イップス4

 精神科医の松田先生とメンタルトレーナーの藤谷先生を招いて講義が始まる。


 イップスについては、まだ、理解されていないことが多い。まずは理解することが大事らしい。


「人から見れば、ただ、やる気がないだけ、気合いが足りないからと言われがちだけど、そうじゃない」


 松田先生が強調していた。イップスは誤解されやすいところが問題だな。


「イップスになると脳の機能が正常に働かなくなる。何故、そうなるのかは、まだわかっていない」


 脳の機能が正常に働かなくなるのか。どうしたらいいんだろう。


「ただ、言えるのは、不安や恐怖などにより普段の動作ができなくなるということ。これが続くとネガティブな思考が強くなってしまう」


 松田先生が言うには、ネガティブ思考が強くなると、失敗のイメージしか出てこなくなって、その動作をするとき、ミスしたらどうしようと強く思い過ぎて、動けなくなり、ずっと続く。これがイップスなんだとか。


 あがり症というのも似た症状だけど、これは一時的だから問題はないらしい。


 本当にイップスって難しいな。


 ここから、メンタルトレーナーの藤谷先生が説明する。


「これを克服するには、確かに医療であれば薬で治療することもできるけれど、薬だけでなく思考も変えていかなければならない」


「思考を変える?」


 達也が聞き返す。確かに気になる。思考ってそんなに簡単に変えられるのか。


「そうだ。ミスしたらどうしようではなく、ミスしてもいいやという考えに変えるんだ」


 言うだけなら簡単だけど、なかなか難しいよな。


「イップスになりやすい傾向として、生真面目な人、完璧主義者、人の目を気にする人、繊細な人などが挙げられる」


 藤谷先生はゆっくりとした口調で説明した。


 イップスになる傾向って、ストレスが溜まりやすい人の傾向と同じだ。


「まあ、これもメンタルトレーニングになるけど」


「メンタルトレーニング?」


 藤谷先生の話を止めたのは灯だ。


「まずは認知することから始まる。何がきっかけで思考がネガティブになったのか。不安になったのかなど」


 藤谷先生は頷いて話を続ける。


「怖い。少しでもミスしたら、怒鳴られたり殴られたりするんじゃないかって」


 慧は小さな声でつぶやいた。その声をこの場にいる全員が見逃さなかった。


「そのとき、なんかあったのか?」


 俺は慧に優しく問いかけた。慧のこと何も知らなかった。こんなに悩んでいたとは。


「エースなのに全くできないじゃないかって、ミスしたら……って脅されてたし、できなかったら暴力振るわれてただろ?」


 慧の告白に全員が、谷牧の名前を聞いて、ハッとした。


「2年になって、拓斗や快や智樹が新たに入って、谷牧は快をターゲットにした。これじゃ、ダメだと思って、高宮コーチに相談した」


 慧が高宮コーチに相談したことは、とても勇気のいることだったと思う。本当に酷い奴だ。谷牧は。

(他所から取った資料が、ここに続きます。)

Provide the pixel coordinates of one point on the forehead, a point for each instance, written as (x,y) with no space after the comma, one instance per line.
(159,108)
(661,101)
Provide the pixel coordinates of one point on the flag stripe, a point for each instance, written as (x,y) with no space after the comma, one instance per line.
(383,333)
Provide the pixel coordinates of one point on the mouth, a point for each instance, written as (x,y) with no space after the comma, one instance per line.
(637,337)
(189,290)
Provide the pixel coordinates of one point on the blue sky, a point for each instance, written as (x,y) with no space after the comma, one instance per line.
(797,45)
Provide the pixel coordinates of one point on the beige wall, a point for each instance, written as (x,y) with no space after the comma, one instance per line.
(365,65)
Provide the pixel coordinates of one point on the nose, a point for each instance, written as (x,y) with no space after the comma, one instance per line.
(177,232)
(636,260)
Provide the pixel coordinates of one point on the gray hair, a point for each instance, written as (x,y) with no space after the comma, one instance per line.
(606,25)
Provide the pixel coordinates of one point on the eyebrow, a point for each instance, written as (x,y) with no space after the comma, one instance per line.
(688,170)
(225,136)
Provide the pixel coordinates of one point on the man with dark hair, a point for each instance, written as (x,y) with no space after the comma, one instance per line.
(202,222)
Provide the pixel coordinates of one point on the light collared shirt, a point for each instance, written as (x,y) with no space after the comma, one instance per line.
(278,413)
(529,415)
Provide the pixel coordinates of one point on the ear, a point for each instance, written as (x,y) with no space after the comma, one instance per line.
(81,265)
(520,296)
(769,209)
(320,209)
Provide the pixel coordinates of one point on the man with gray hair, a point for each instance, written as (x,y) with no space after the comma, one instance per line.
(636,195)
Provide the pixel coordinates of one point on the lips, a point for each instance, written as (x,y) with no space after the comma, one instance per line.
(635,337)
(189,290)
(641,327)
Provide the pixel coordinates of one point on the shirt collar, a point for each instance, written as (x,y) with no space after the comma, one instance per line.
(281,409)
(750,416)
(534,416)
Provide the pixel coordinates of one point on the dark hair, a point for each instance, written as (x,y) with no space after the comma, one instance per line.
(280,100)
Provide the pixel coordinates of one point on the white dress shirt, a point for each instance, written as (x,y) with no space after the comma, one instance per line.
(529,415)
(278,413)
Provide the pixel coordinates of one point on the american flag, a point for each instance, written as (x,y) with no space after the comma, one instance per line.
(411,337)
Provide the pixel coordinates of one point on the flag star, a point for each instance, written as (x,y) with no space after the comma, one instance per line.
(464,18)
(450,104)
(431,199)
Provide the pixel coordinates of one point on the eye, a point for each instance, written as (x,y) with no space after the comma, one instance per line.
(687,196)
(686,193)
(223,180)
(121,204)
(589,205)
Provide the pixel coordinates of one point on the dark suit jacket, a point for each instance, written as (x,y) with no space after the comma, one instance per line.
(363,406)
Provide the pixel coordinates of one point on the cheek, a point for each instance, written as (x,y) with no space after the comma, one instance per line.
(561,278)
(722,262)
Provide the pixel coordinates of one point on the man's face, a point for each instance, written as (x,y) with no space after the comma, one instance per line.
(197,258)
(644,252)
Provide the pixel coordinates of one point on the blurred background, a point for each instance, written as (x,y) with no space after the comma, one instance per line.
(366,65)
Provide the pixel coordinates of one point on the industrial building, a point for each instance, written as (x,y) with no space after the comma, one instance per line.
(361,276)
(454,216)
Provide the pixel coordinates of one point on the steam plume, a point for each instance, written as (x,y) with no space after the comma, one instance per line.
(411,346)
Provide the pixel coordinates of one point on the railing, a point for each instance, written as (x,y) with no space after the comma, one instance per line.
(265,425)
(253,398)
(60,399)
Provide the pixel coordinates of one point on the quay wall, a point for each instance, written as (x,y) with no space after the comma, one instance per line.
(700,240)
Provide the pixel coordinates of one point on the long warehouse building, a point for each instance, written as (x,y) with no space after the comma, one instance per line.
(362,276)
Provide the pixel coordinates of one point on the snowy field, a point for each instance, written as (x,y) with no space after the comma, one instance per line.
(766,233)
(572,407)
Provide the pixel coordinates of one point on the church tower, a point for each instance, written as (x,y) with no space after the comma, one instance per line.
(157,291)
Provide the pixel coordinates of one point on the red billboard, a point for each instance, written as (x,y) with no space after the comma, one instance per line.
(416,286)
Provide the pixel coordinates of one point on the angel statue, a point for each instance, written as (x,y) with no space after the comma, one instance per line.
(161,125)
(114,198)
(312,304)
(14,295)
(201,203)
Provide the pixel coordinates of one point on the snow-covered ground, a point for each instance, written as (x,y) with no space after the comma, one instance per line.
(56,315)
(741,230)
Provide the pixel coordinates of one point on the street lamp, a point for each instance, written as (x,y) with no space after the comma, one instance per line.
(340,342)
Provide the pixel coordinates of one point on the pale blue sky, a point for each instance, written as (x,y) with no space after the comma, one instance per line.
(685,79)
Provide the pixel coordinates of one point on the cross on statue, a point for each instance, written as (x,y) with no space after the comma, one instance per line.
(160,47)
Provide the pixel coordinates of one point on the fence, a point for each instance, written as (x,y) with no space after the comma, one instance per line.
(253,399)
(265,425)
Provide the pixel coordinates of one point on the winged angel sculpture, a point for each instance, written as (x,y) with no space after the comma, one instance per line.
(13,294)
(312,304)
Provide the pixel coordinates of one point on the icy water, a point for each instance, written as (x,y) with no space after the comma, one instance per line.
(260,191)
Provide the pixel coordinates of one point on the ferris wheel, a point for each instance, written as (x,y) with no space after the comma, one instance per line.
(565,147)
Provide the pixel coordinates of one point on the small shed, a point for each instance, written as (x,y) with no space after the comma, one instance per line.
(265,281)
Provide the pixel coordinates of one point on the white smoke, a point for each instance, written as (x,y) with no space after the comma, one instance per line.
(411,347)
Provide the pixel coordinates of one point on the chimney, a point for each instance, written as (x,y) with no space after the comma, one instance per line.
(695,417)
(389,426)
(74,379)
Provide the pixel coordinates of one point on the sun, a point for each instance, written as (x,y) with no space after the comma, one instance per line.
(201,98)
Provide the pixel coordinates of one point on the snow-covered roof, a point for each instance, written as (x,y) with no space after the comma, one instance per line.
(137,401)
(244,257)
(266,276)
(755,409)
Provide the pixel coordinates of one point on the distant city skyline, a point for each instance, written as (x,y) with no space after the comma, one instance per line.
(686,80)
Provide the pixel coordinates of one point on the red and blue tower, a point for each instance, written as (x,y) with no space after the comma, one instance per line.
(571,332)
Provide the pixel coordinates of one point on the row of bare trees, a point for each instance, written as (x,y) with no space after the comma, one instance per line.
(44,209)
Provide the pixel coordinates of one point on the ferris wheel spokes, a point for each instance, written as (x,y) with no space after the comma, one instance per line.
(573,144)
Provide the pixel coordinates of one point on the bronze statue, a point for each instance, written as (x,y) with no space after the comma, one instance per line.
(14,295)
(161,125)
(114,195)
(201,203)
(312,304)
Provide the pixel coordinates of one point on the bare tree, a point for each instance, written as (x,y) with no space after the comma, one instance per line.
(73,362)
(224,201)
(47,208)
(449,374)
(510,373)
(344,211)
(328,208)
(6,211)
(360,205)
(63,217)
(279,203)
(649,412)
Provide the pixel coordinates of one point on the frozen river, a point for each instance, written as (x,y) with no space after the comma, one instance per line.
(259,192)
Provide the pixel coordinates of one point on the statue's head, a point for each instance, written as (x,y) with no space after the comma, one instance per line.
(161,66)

「高宮コーチに変わって嬉しくて、毎日が楽しくなってきた。だから、大丈夫だと思ってたけど」


 慧は話を切った。


「続けて話してみて」


 藤谷先生に言われて、コクッと首を振ってから続ける。


「インターハイ予選は、たくさんの高校がくる。人がたくさん来たことで、ミスをしたら、また、何かされるんじゃないかって怖くなった」


 慧は拳を握りしめている。


「練習試合では、他校のいる前でもやられてたからな」


 慧は知らず知らずのうちに、人の目を気にするようになってしまったのかもしれない。それを隠してキャプテンとしてチームをまとめていたんだ。なんで、もっとフォローすればよかった。なんで、気がつかなかったんだろう。